China has issued detailed rules on bond issuance by local governments to ensure such debt sales are appropriately priced and improve market transparency to protect investors.

Local governments will be allowed to issue general bonds with maturities of one, three, five, seven and 10 years, and issuance of any one maturity cannot exceed 30 percent of the total, according to the rules from the Ministry of Finance.

Previously, local governments could only issue such bonds with maturities of five, seven and 10 years.

Proceeds from such bond issuance will fund welfare projects and local governments will be responsible for repaying their debt, the ministry said.

"Localities must strengthen their on-site management on debt issuance to ensure there is no violation of fair completion, transfer of benefits and direct or indirect seeking of illegitimate interests," it said.

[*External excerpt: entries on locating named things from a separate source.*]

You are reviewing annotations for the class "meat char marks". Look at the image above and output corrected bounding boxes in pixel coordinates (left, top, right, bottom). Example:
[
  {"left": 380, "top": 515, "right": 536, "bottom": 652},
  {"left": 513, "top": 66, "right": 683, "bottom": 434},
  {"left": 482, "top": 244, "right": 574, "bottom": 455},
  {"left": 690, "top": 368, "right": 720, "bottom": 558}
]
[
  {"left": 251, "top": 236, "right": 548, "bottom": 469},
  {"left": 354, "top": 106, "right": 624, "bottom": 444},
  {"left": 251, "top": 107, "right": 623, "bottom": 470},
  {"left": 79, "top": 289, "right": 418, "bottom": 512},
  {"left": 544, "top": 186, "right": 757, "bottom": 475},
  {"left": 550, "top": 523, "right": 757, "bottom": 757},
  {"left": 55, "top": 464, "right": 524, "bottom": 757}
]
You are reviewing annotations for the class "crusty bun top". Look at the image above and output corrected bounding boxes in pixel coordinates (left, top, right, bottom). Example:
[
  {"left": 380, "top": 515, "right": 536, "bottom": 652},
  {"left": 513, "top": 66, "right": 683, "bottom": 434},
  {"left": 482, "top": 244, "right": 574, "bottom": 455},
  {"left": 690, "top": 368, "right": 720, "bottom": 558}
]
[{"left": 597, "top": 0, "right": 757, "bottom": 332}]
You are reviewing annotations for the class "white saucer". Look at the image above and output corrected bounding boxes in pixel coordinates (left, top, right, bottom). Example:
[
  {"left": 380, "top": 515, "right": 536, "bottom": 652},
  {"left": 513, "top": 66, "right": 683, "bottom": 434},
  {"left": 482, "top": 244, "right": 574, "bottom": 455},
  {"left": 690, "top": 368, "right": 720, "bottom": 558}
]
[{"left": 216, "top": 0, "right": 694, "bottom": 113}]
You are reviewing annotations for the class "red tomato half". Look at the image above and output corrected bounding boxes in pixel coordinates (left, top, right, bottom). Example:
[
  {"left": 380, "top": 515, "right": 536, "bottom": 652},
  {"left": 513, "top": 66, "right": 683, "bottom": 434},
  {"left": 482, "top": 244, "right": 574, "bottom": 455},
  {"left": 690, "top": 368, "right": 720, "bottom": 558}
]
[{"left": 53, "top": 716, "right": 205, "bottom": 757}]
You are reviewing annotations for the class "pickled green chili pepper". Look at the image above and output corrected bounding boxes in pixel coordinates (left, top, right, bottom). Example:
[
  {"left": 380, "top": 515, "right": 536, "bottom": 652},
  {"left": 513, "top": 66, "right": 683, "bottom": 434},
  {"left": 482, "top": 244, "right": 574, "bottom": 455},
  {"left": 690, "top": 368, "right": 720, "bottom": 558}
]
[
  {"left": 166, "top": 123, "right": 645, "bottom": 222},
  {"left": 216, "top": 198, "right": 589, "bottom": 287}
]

Local governments must provide information on bond sales, local finances and existing debt, and localities should attract institutional investors, such as pension funds, housing funds, insurance firms, and individual investors, it added.

Beijing is struggling to rein in local government debt, estimated at around $3 trillion. Local governments rushed to finance infrastructure and real estate projects, especially after the 2008/09 global financial crisis, in efforts to stimulate economic growth.

Local governments will be allowed to issue 500 billion yuan ($79.85 billion) in general bonds this year, under a pilot programme to develop a municipal bond market.

The finance ministry has also said local governments will be allowed to swap up to 1 trillion yuan of higher interest, maturing debt for lower interest bonds.